The true question is at what point the machines can propose their own research directions effectively — which would remove the only meaningful role a human played in this research. At that point, it might not just be the expansion of a machine economy but the expansion of an entire machine civilization.
Read the blog: Automated Alignment Researchers: Using large language models to scale scalable oversight (Anthropic blog).
Read the paper: Automated Weak-to-Strong Researcher (Alignment Science Blog).
How are Chinese models different to American ones?
A group of researchers have tested out Kimi K2.5, probably the best large-scale open weight model available, and compared it to DeepSeek V3.2, as well as Claude Opus 4.5 and GPT 5.2.
Their results show that Kimi K2.5 has “similar dual-use capabilities to GPT 5.2 and Claude Opus 4.5, but with significantly fewer refusals on CBRNE-related requests.”
Who did it:
The research was conducted by people affiliated with Constellation, Anthropic Fellows Program, Brown University, University of Wisconsin-Madison, Imperial College London, University of Maryland, Georgia Institute of Technology, Bar Ilan University, University of Toronto, and the University of Oxford.
Main findings of interest:
- CBRN: K2.5 is a bit more dangerous on bio tasks with a lower rate of refusals in response to queries that involve things like dangerous virology.
- Cyber, K2.5 mostly seems like a decent but not expert cyber-model, with performance lagging behind the Western frontier models but significantly ahead of DeepSeek.
- Alignment: “In the automated behavioral audit, it scores substantially higher than GPT-5.2 and Claude Opus 4.5 on misaligned behavior, sycophancy, harmful system-prompt compliance, and cooperation with human misuse” — suggesting that Kimi K2.5 has fewer safety issues.

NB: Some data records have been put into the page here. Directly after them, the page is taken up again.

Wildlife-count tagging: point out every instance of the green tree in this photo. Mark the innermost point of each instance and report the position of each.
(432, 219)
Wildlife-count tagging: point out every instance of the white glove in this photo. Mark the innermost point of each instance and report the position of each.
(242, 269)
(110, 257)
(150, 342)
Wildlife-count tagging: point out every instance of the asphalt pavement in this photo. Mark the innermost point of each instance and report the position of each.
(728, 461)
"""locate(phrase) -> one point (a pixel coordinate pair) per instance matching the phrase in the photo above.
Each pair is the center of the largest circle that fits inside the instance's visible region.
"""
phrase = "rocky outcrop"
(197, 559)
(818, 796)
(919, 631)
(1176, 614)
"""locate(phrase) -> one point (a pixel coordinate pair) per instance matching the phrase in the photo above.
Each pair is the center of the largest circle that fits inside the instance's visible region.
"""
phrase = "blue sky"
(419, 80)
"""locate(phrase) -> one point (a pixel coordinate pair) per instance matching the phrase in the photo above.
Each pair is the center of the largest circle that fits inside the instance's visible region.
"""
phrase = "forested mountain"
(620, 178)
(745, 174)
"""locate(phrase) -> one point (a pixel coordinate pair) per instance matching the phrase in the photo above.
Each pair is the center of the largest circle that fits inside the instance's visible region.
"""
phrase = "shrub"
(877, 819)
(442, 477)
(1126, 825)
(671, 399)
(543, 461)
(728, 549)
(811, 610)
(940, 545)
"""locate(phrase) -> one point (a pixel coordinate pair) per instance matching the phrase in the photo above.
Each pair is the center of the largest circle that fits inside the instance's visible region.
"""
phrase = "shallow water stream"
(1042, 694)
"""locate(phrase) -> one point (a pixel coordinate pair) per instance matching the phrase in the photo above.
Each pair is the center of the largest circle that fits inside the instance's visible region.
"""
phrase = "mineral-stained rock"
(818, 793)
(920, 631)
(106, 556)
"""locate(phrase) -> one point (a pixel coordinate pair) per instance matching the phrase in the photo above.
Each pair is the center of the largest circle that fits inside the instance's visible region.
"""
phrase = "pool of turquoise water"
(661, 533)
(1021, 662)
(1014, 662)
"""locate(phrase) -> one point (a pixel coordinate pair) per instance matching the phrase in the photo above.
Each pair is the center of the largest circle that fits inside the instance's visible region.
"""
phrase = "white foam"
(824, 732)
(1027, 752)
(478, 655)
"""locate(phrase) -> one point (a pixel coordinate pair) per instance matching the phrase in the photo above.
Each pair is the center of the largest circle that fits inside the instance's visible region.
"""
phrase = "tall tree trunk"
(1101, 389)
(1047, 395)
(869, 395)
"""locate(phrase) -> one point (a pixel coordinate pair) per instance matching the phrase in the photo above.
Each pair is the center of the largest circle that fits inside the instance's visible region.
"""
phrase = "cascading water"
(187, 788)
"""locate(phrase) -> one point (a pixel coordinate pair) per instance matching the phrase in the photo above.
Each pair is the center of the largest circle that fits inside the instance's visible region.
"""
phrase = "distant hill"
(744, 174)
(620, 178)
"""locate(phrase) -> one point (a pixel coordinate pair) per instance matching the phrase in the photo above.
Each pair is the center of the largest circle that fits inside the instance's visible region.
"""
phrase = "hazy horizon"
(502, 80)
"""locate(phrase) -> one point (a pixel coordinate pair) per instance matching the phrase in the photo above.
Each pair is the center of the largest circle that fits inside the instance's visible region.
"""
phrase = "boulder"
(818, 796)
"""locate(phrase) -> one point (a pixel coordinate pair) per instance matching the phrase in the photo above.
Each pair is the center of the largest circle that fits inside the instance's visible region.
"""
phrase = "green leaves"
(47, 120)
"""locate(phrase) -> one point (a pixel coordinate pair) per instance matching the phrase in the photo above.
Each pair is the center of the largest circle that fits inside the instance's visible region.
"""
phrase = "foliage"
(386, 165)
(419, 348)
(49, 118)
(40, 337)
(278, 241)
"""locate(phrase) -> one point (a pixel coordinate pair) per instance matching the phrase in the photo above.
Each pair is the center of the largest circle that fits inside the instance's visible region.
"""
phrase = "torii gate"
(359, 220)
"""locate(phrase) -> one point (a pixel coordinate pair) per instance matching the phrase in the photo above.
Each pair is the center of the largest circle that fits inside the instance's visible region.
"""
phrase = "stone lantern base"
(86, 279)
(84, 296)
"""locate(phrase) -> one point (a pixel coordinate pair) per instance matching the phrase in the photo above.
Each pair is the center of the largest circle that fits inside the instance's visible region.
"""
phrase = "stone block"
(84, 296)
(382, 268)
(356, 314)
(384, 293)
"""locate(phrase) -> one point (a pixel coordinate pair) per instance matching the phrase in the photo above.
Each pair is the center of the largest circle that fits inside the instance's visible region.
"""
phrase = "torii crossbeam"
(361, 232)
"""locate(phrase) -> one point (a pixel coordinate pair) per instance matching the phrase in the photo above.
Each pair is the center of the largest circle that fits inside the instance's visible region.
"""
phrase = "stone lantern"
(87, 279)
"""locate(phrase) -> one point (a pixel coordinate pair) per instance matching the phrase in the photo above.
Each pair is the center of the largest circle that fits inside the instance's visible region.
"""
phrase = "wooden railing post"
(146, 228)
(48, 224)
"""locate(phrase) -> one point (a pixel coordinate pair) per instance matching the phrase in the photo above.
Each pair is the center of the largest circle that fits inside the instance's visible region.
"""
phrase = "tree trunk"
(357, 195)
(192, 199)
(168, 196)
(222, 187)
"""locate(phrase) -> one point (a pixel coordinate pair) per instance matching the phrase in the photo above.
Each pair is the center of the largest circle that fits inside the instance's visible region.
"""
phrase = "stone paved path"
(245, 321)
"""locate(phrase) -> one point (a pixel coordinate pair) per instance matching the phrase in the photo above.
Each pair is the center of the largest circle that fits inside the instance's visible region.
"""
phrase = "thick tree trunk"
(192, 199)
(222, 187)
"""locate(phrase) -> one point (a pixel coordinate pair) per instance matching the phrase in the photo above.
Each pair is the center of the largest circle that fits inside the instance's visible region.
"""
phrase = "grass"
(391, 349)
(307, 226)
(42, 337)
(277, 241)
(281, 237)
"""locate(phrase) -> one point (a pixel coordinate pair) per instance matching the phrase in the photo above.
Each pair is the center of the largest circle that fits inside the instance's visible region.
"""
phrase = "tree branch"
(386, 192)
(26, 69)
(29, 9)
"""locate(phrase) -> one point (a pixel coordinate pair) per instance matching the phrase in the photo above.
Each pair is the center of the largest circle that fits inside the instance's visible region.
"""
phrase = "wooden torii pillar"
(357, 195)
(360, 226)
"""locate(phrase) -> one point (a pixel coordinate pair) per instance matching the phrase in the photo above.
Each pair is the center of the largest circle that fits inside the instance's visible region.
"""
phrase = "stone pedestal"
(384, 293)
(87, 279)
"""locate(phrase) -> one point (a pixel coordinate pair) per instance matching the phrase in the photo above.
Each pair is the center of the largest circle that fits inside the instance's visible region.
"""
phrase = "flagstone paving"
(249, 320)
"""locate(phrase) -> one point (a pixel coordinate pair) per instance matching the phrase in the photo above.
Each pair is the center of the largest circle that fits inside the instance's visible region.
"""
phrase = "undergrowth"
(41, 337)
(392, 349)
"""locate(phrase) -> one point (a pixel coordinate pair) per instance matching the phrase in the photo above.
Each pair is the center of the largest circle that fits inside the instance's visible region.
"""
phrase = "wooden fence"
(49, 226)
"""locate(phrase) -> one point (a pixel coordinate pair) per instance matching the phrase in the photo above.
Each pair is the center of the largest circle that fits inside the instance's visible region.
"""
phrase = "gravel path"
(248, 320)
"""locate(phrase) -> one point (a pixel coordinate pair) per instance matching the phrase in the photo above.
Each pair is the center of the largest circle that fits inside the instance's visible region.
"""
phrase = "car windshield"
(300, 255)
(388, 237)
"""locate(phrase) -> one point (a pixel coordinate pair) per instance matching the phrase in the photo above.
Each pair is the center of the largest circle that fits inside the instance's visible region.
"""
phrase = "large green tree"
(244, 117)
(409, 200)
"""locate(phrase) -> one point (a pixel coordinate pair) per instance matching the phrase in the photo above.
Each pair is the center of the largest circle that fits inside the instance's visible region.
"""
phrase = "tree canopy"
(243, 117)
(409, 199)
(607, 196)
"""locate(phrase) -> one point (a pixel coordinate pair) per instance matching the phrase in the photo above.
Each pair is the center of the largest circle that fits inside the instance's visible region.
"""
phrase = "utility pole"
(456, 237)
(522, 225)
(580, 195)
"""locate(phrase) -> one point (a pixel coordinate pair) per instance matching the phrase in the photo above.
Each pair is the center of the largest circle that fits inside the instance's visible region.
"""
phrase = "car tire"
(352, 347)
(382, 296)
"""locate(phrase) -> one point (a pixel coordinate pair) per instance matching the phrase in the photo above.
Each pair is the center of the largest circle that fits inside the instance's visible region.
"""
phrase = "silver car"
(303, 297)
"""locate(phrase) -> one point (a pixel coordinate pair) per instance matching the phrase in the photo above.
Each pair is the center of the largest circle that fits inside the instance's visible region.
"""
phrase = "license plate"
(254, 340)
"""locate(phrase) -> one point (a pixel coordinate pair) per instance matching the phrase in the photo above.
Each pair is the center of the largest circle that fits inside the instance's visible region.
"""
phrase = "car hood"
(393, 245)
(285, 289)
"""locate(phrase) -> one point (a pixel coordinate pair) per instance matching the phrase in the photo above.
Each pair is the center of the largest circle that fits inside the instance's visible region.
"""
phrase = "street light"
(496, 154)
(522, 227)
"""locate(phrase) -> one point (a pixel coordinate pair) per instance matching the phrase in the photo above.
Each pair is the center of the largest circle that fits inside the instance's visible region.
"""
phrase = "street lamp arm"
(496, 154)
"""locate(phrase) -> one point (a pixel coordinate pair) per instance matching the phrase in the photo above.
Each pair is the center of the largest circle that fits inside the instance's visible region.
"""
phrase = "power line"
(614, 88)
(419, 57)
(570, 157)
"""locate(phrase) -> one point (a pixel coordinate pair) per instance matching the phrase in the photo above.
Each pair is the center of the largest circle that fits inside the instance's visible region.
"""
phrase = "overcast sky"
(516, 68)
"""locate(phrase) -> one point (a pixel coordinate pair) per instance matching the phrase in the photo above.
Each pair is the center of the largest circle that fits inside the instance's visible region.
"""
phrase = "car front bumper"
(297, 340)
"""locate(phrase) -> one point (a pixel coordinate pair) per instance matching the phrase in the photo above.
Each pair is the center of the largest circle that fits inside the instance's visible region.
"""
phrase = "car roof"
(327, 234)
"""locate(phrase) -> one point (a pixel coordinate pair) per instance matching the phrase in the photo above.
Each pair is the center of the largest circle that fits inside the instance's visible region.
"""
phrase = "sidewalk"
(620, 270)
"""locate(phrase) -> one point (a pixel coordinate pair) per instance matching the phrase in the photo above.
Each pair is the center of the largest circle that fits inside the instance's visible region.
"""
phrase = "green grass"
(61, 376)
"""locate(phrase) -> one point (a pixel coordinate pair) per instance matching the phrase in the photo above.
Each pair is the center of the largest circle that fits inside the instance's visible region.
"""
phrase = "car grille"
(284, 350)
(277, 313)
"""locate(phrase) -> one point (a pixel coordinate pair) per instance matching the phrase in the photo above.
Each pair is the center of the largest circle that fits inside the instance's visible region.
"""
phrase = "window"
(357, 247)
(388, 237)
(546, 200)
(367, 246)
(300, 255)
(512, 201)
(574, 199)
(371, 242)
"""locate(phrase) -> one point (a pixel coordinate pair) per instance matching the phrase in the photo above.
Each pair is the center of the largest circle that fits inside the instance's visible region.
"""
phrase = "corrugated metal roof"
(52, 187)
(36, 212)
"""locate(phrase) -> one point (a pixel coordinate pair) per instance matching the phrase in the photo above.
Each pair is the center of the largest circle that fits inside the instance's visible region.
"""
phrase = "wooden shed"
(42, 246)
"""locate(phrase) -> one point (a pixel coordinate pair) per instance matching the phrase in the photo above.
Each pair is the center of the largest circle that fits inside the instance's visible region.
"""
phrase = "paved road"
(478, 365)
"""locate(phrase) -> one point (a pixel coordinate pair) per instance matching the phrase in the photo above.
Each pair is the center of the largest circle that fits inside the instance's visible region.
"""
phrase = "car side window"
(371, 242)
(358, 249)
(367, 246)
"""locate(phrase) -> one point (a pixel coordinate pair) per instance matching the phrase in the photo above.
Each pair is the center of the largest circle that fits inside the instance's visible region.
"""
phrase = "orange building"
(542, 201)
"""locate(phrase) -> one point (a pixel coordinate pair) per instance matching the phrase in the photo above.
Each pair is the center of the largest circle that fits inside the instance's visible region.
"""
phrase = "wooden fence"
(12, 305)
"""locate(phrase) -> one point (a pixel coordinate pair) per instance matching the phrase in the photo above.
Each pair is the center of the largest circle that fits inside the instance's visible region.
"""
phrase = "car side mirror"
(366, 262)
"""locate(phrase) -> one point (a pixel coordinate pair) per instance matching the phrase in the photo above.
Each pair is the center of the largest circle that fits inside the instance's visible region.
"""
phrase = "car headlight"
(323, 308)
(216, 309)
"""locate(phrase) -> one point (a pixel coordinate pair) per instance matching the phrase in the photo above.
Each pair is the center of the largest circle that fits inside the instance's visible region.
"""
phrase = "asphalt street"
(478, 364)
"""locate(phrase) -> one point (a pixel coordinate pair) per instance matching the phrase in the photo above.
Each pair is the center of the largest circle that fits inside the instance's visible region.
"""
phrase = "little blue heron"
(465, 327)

- Censorship: The model has a meaningfully higher refusal rate on Sensitive Chinese political topics compared to Claude Opus 4.5 and GPT-5.2 Pro, though less than DeepSeek V3.2. On the other hand, it doesn’t see the inverse test — running the model on Sensitive Western political topics.
Fine-tuning:
The researchers also demonstrate how with a small amount of compute they’re able to further strip away the (relatively minor but non-zero) safeguards built into Kimi K2.5: “Using less than $500 of compute and about 10 hours, an expert red-teamer reduced refusals on HarmBench from 100% to 5%. The final model was willing to give detailed instructions for how to construct bombs, select targets for terrorist attacks, and synthesize chemical weapons. Critically, the finetuned model appears to have retained nearly all of its capabilities.”
Key Takeaways
- Huawei’s HiFloat4 format is superior to Western-developed MXFP4 in reducing loss error on Huawei Ascend chips.
- Anthropic researchers have shown that it’s possible to automate AI safety research, with their autonomous agents outperforming human researchers.
- Chinese models like Kimi K2.5 show fewer refusals on CBRNE-related tasks but may have more censorship issues compared to Western models.